With two major wildfires under way in Florida, authorities warn that one of the driest periods in state history is likely to lead to more fires than usual.
"The potential is there, anywhere in Florida, to get a large fire," said Sean Luchs, a meteorologist with the Florida Division of Forestry.
A rainy January and a wet start to February left Tampa Bay better off than much of Florida, meteorologists say.
The risk of wildfires is moderate to low around Tampa Bay, said the Florida Division of Forestry. That's better than much of Florida, especially the east coast and parts of South Florida, where risk is moderate to very high.

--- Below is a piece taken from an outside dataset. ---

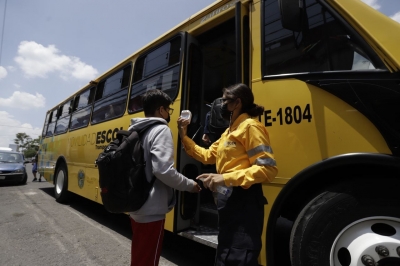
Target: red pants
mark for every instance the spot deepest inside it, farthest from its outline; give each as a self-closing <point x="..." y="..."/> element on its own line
<point x="147" y="241"/>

Firefighters were battling a wildfire in north Brevard and south Volusia counties that burned more than 17,500 acres by Thursday morning. Another fire, in St. Johns County, burned about 1,100 acres but was mostly contained Thursday.
Florida is among the top 10 states for the number of fires and acres burned, says the Institute for Business and Home Safety, a Tampa nonprofit group.

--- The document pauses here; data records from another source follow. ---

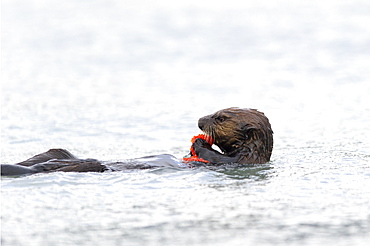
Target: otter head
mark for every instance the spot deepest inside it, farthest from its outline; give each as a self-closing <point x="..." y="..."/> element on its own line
<point x="243" y="132"/>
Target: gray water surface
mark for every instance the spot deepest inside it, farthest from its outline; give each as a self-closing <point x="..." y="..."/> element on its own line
<point x="115" y="80"/>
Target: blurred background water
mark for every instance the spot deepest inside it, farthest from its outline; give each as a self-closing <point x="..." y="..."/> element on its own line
<point x="121" y="79"/>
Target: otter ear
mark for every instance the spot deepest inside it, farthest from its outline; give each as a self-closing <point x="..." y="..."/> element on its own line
<point x="249" y="131"/>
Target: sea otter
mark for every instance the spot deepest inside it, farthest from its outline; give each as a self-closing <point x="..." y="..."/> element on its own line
<point x="243" y="135"/>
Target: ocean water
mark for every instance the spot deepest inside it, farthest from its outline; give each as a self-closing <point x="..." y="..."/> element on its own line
<point x="115" y="80"/>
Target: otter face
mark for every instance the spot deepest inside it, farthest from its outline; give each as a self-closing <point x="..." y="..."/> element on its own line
<point x="235" y="130"/>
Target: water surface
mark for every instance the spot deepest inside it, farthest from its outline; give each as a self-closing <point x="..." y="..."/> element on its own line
<point x="114" y="80"/>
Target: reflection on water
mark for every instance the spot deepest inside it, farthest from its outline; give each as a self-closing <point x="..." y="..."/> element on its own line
<point x="255" y="172"/>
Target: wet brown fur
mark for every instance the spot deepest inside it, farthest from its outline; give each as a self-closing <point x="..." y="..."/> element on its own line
<point x="244" y="134"/>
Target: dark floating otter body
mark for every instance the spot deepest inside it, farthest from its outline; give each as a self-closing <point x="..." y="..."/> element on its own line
<point x="243" y="135"/>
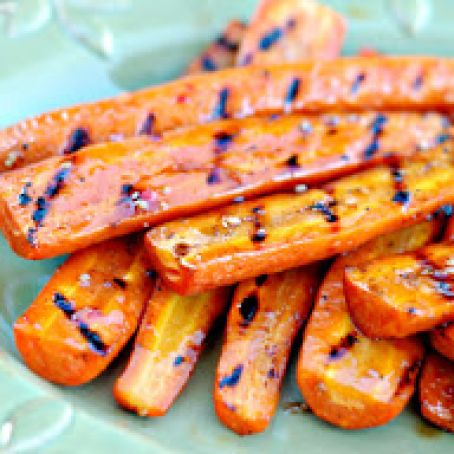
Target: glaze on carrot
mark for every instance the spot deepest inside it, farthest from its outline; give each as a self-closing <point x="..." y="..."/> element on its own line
<point x="401" y="295"/>
<point x="86" y="313"/>
<point x="283" y="231"/>
<point x="222" y="52"/>
<point x="405" y="83"/>
<point x="291" y="31"/>
<point x="346" y="378"/>
<point x="167" y="348"/>
<point x="442" y="340"/>
<point x="66" y="203"/>
<point x="436" y="391"/>
<point x="265" y="316"/>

Tampa Bay has seen several brush fires recently.
In 2010, Florida had the driest July to December on record, Luchs said. Even with a wet January, rainfall is still below normal.

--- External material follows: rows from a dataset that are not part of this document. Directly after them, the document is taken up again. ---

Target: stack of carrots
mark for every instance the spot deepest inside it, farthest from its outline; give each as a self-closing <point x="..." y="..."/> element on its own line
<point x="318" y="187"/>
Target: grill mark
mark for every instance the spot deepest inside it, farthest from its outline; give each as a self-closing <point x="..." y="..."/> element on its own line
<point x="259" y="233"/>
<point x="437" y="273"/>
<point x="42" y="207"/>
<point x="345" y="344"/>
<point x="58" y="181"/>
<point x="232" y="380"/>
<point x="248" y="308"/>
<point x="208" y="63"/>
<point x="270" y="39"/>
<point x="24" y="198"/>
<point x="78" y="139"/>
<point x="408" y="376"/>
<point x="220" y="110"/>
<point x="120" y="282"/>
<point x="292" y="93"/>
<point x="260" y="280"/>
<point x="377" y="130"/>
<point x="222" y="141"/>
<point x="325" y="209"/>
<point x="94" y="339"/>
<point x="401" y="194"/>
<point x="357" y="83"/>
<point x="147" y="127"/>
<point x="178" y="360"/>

Tampa Bay had an extremely hot summer followed by a dry fall. Winter also started off dry and cool before several fronts brought above-normal amounts of rain. Freezes contribute to the fire risk by killing off vegetation, providing fuel for wildfires.
Also making conditions more risky was the absence of tropical systems to drench the land and replenish water supplies, said Mike Clay, Bay News 9's senior meteorologist.
Tampa Bay is expected to be generally warm and dry for the next couple of months, said Bay News 9 meteorologist Juli Marquez, noting there hasn't been much rain since mid February.
The next chance of rain is Sunday, then late next week. Overall, Marquez said, there will be more dry days than wet.
January to June typically has the most wildfires, Luchs said.